Rob Gell AM is a geomorphologist and weather presenter, with a degree in meteorology. Gell attended Camberwell Grammar School as a student in the 1960s.

Gell has been a weather presenter for National Nine News and later Seven News. He was one of the few Australian weather presenters on free-to-air television with a degree in science, along with David Brown and Magdalena Roze.

He became President of the Royal Society of Victoria in 2021.

==Career==
Gell, who attended Koonung Secondary College, is a trained coastal geomorphologist and geography teacher. He began his television career in 1979, moving from Melbourne University to work with Ten News. Moving to the Nine Network in 1988, Gell was innovative as a designer and producer of television weather presentations for 15 years until 2003, when he was replaced by Livinia Nixon.

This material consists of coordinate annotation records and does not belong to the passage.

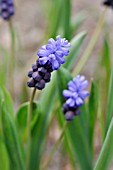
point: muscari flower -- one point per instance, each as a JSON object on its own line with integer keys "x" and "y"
{"x": 54, "y": 52}
{"x": 51, "y": 56}
{"x": 75, "y": 96}
{"x": 6, "y": 9}
{"x": 108, "y": 3}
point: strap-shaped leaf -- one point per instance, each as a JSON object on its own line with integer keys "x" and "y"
{"x": 76, "y": 44}
{"x": 4, "y": 160}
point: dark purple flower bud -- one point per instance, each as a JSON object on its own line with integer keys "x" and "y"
{"x": 36, "y": 76}
{"x": 30, "y": 73}
{"x": 65, "y": 108}
{"x": 34, "y": 67}
{"x": 40, "y": 85}
{"x": 31, "y": 82}
{"x": 77, "y": 112}
{"x": 108, "y": 3}
{"x": 48, "y": 66}
{"x": 75, "y": 96}
{"x": 69, "y": 115}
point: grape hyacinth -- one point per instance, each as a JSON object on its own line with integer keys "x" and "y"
{"x": 51, "y": 56}
{"x": 108, "y": 3}
{"x": 54, "y": 52}
{"x": 6, "y": 9}
{"x": 75, "y": 96}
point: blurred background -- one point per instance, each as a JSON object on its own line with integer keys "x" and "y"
{"x": 34, "y": 22}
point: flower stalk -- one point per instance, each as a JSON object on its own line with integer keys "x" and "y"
{"x": 55, "y": 147}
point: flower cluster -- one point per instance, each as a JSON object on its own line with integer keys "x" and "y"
{"x": 51, "y": 56}
{"x": 75, "y": 96}
{"x": 108, "y": 3}
{"x": 6, "y": 9}
{"x": 54, "y": 52}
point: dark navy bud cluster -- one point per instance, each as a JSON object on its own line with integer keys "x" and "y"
{"x": 39, "y": 75}
{"x": 51, "y": 56}
{"x": 6, "y": 9}
{"x": 108, "y": 3}
{"x": 75, "y": 96}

In 2004, Gell was approached by the Seven Network to become the weekend weather presenter on Seven News Melbourne.

Gell is a fellow of the Royal Geographical Society. He is also a passionate environmental campaigner and supporter of the Melbourne Football Club. In 1996, Gell became the first Patron of the Geography Teachers' Association of Victoria, for which he takes an active role in lobbying and chairing conferences and forums.

Gell is also the co-founder of the ICES Green College (International College of Environmental Sustainability) headquartered in Melbourne. The ICES delivers many sustainability qualifications, including the Certificate of Sustainable Business Practices.

From 2021, Gell commenced his term as President of the Royal Society of Victoria.